Clapper questioned on CNN whether Trump was fit to serve, saying the speech was "very scary and disturbing" and saying, "I am concerned about getting the nuclear code.
In a commentary in The New York Times on Sunday, Ronald Reagan and Peter Weiner, senior figures from the Bush administration, urged congressional Republicans to see themselves as "shadow governments ", to make up for Trump's "moral ugliness and intellectual inconsistency ".
Republicans in Congress acknowledged the Trump administration's rolling disaster, he said.
Wehner said the Republicans privately declared the president an incompetent and unfit "King of Children ".
Some of the Republicans are open with disdain. Tennessee Sen.
Bob Cork and Arizona Sen.
Jeff Fletcher has all made harsh criticisms of Trump.
And was attacked by Trump.
"The president has not yet been able to show stability, nor has he shown some of the abilities he needs to show to succeed," Corker said in a television interview . ".
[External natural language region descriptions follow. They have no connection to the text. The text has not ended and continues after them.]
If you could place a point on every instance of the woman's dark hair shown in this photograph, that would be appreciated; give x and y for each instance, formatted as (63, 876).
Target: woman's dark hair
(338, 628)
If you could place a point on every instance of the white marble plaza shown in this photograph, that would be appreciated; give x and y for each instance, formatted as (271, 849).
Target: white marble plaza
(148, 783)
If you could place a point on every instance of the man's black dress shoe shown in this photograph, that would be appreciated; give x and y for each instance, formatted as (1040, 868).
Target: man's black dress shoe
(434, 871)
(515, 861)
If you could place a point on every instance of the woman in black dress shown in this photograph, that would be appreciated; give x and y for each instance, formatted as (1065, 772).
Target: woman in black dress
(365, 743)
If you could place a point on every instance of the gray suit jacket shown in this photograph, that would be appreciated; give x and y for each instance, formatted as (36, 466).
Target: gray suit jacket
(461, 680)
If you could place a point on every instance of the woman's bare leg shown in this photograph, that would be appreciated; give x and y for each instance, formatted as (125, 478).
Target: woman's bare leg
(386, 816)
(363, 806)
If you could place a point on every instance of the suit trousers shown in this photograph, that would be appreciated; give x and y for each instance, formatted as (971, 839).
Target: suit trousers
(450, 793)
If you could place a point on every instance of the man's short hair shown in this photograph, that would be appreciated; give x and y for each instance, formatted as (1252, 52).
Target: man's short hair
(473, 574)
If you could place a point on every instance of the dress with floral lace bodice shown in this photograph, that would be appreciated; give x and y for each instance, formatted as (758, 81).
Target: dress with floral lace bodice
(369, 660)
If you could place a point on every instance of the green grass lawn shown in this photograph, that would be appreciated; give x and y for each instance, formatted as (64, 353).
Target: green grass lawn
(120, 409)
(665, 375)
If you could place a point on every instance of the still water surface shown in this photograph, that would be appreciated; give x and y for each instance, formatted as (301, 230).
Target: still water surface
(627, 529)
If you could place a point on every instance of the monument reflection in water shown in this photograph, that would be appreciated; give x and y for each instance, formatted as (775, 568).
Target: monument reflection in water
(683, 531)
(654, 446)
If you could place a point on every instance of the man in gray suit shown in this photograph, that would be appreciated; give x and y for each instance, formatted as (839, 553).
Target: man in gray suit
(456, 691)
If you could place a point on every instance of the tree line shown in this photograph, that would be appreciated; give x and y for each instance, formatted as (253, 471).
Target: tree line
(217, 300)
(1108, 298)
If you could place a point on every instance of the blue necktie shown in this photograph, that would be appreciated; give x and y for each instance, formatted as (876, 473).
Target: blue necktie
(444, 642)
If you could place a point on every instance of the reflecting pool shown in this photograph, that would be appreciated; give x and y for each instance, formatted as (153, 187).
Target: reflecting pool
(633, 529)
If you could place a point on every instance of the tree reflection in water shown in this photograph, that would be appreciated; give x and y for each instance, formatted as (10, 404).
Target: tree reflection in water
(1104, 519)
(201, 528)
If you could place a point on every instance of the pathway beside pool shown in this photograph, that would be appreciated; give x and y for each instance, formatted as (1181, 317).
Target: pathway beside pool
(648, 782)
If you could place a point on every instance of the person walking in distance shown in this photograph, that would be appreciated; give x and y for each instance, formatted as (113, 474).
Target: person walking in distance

"He didn't show that he understood what made the country great and what it was today.
"Fletcher wrote his thoughts in a book," conservative conscience, "which calls for Trump's reckless Twitter, his unnerving appeal to false conspiracy theories, and his mad anger
He also condemned Trump's extreme opposition.
Immigration and
Muslim rhetoric and his long-standing betrayal of the Republican Party
Resolutely oppose oppressive regimes around the world.
Mr. Fletcher is likely to pay for his bold criticism of Trump's instability in his re-election campaign next year.
The president has encouraged three possible rights.
The wing challenger who wants to chase flag in the primary.
But he could not remain silent on his conscience, he said.
"For the future of conservatives and for the future of our country, the risks are too high," Fletcher wrote in his book . ".
When the president's own party members began to ask themselves if the people they put in the White House were almost crazy, it was hard to imagine that the risk would be higher.
For Spain reading the article, click on hereDavid. Horsey@latimes.
On twitter @ David Horsey @ twitterdoyle McManus: Trump has abandoned supporters like no other president in the modern history editing series: Trump's enemies are enough, questioning him, I want to get him out of office with Amendment 25.